MOSAIC
The Modular Open Web Search Application based on Index Fractions is an application created to access the Open Web Index and send queries to it through a REST API based on a modular and configurable system depending on purpose and needs. It returns search results from web documents that are indexed. The code for the REST API can be found in search-service
.
Another library used in this package is lucene-ciff
[Created by @gijshendriksen] which imports a CIFF index in an Apache Lucene index. Find out more about the working of the standalone application here. This component allows users to insert a CIFF index in the lucene
folder and import it into a Lucene index.
The directory resources
contains necessary index partition data that is used by lucene-ciff
(CIFF index files) and the search-service
(Apache Parquet file(s)). This application already provides two indexes and associated metadata:
-
demo-simplewiki
: A demo index containing abstracts of simple wikipedia pages (241,839 documents). -
demo-unis-graz
: A demo index containing documents related to the University of Graz and Graz University of Technology (1,935 documents).
If you want to use an additional or own index, include the CIFF index and the associated Parquet file(s) in the directory resources/<YOUR_INDEX_NAME>/
. If available, include the Lucene index in the directory lucene/<YOUR_INDEX_NAME>/
. Otherwise you can simply use lucene-ciff
or the provided scripts to import the CIFF index in a Lucene index. The directory name, that contains the Parquet file(s), must match the name of the associated Lucene index in the lucene
directory. If it differs, the code has to be adapted.
The front-end
directory offers a simple application showcasing how to utilize the search service. If you want to run the front-end locally, it is sufficient to run the search service and put the front-end application into a directory of your local web server or run the front-end application using Docker.
Usage
After cloning this repository, you can use one of the possibilities described below to build and start MOSAIC. Currently, MOSAIC supports a handful of CLI options.
Option 1: Use scripts
Prerequisites:
- Install Java (JDK 17+)
We provide several scripts with which you can build and launch the application. To first build and then start the application, execute the following commands:
# change the directory
cd scripts
# import indexes, clean the project and create a packaged JAR
./build.sh
# run the executable
./start.sh "[OPTION]" [API_PORT]
If you want to build and run the application on Windows, you can use the batch files instead of the bash scripts.

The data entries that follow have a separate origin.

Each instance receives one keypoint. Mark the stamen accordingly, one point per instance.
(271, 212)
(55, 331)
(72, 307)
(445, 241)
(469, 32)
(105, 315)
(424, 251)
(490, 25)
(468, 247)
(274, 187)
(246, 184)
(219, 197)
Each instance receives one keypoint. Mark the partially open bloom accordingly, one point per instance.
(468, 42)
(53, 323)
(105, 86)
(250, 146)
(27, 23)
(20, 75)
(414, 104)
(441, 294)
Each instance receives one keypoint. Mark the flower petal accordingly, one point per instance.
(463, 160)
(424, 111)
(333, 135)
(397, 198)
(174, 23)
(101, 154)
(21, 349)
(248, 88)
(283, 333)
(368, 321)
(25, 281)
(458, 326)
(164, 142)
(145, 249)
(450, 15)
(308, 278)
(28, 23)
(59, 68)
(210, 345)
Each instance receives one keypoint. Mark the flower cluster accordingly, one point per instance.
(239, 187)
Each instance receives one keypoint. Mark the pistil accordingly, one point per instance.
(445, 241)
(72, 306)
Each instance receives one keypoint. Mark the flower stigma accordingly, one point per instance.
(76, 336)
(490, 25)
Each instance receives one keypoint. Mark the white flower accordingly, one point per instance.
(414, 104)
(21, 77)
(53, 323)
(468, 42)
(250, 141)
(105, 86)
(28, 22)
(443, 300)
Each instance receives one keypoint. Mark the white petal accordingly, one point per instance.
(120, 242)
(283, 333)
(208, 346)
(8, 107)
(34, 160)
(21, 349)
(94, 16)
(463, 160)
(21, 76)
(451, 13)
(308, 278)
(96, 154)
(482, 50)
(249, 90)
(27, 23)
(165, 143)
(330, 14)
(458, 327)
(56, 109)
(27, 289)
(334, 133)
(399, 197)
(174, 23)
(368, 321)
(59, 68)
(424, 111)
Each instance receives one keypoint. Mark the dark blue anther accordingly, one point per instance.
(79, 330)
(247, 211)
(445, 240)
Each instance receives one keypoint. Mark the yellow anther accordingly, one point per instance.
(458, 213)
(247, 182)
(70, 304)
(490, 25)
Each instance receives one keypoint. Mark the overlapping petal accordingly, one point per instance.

Option 2: Build and run executable manually
Prerequisites:
- Install Java (JDK 17+)
- Install Maven (3.8.2+)
To build a JAR and run the Java executable you just need to execute the following commands:
# change the directory
cd search-service
# clean the project and compile the source code
mvn clean compile
# build the executable
mvn package
# run the executable
java [-Dquarkus.http.port=<API_PORT>] -jar core/target/service.jar [OPTION]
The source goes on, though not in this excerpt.